Cleghorn also writes of the invention of the pill, and it does not make easy reading. On the journey to achieving what is still a deeply flawed, little understood oral contraceptive—with its mental health effects only recently being taken seriously—medical researchers experimented on women of color in Puerto Rico without informed consent, often via coercion. In the aftermath, feminist health campaigners fought against the suppression of the drug’s side effects. It is this section of the book that Cleghorn particularly focuses on the historical and ongoing intersection of racism and misogyny in medicine, and its horrific results.

Throughout the book, Cleghorn provides a wealth of examples of (often nameless) female bodies, theorized about by male doctors. In the earliest cases, it is only through Cleghorn’s imagination that these pathologized bodies are given life and their subjective experiences considered; male medics at the time did not think them worth noting. Alongisde feminist progress across society more broadly, first-hand accounts by ‘unwell women’ emerge, medicine responds to them, and the misogynistic lens of medicine weakens; “Speaking out about your own body,” Cleghorn argues, “is profoundly feminist.” 

The most detailed and engaging unwell woman’s story makes up the penultimate chapter of this book. Cleghorn tells of her own journey from unexplained pain in 2002, through doctors’ smirks, eye rolls, and crushing dismissals of her experiences as “probably just your hormones,” to finally being diagnosed with lupus in October 2010. This personal story is all the more powerful because of the stark contrast with the lack of female voices in the preceding chapters.

While Cleghorn does not shy away from criticizing the medical establishment, she avoids vilifying evidence-based medicine itself. This makes her argument even more convincing; Cleghorn herself comes from an academic background with a PhD in medical history, and the book itself has a strong list of references to back up its claims. Yes, there are villains in this story: advocates of clitoridectomy, perpetrators of forced sterilizations, dissectors of enslaved women. And yes, there are heroes: the various feminists throughout history who have fought against medical gender bias.
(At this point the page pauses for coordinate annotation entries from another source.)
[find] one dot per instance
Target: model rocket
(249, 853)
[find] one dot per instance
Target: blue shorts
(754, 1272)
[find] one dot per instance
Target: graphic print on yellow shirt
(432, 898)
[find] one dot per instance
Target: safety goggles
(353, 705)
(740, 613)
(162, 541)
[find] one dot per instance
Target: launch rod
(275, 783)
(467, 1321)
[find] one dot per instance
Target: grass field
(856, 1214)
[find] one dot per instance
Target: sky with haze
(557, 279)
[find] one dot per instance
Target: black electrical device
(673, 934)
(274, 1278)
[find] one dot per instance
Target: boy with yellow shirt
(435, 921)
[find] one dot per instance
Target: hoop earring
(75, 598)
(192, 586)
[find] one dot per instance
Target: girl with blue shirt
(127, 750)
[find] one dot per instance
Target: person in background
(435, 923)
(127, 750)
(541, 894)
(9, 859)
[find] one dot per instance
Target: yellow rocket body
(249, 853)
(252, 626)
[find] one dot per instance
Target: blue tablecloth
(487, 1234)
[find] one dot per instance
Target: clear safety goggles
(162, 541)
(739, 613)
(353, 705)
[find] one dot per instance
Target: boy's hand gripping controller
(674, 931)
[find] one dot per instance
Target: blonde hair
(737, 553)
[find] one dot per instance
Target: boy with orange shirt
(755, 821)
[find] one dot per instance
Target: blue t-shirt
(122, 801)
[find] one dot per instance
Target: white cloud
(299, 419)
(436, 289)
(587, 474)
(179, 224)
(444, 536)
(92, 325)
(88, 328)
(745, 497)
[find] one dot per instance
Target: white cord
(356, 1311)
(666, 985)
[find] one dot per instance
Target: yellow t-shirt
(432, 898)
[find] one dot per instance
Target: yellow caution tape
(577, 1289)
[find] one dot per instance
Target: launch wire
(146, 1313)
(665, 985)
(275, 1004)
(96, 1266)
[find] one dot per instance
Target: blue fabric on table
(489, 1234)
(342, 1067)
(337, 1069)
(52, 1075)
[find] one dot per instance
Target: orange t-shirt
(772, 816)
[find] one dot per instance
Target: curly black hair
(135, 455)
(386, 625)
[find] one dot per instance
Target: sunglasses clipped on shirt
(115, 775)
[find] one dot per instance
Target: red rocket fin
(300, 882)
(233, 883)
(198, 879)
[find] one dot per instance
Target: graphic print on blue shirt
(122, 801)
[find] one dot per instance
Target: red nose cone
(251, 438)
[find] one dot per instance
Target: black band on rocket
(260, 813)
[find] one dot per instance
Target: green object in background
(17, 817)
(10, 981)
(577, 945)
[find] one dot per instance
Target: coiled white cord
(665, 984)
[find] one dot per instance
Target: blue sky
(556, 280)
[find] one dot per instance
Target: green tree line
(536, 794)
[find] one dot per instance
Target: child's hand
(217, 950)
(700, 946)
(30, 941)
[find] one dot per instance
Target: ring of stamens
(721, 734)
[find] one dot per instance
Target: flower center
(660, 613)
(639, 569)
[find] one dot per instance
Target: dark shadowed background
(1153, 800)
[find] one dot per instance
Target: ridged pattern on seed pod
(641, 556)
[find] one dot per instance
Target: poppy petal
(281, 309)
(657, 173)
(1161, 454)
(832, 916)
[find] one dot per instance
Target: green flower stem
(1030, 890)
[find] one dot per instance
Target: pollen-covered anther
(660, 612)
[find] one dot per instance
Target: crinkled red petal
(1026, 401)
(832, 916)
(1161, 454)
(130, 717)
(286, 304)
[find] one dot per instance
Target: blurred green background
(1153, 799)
But mostly, those responsible for perpetuating gender bias in medical treatment are well-meaning, and merely misinformed.

Cleghorn does not demonize doctors or advocate turning towards alternative medicine; rather, she advocates for the limiting lens of misogyny to be lifted and for medicine to become more scientific, more evidence-based, and more egalitarian. Ultimately, she argues, it is about time that the medical establishment admitted that, in the words of Josephine Butler, “we are human first, women secondarily.”

Author’s note: I was lucky enough to receive a proof of Unwell Women ahead of release, courtesy of the publisher. All quotes in this article are from that proof copy, and do not necessarily appear in the finished book.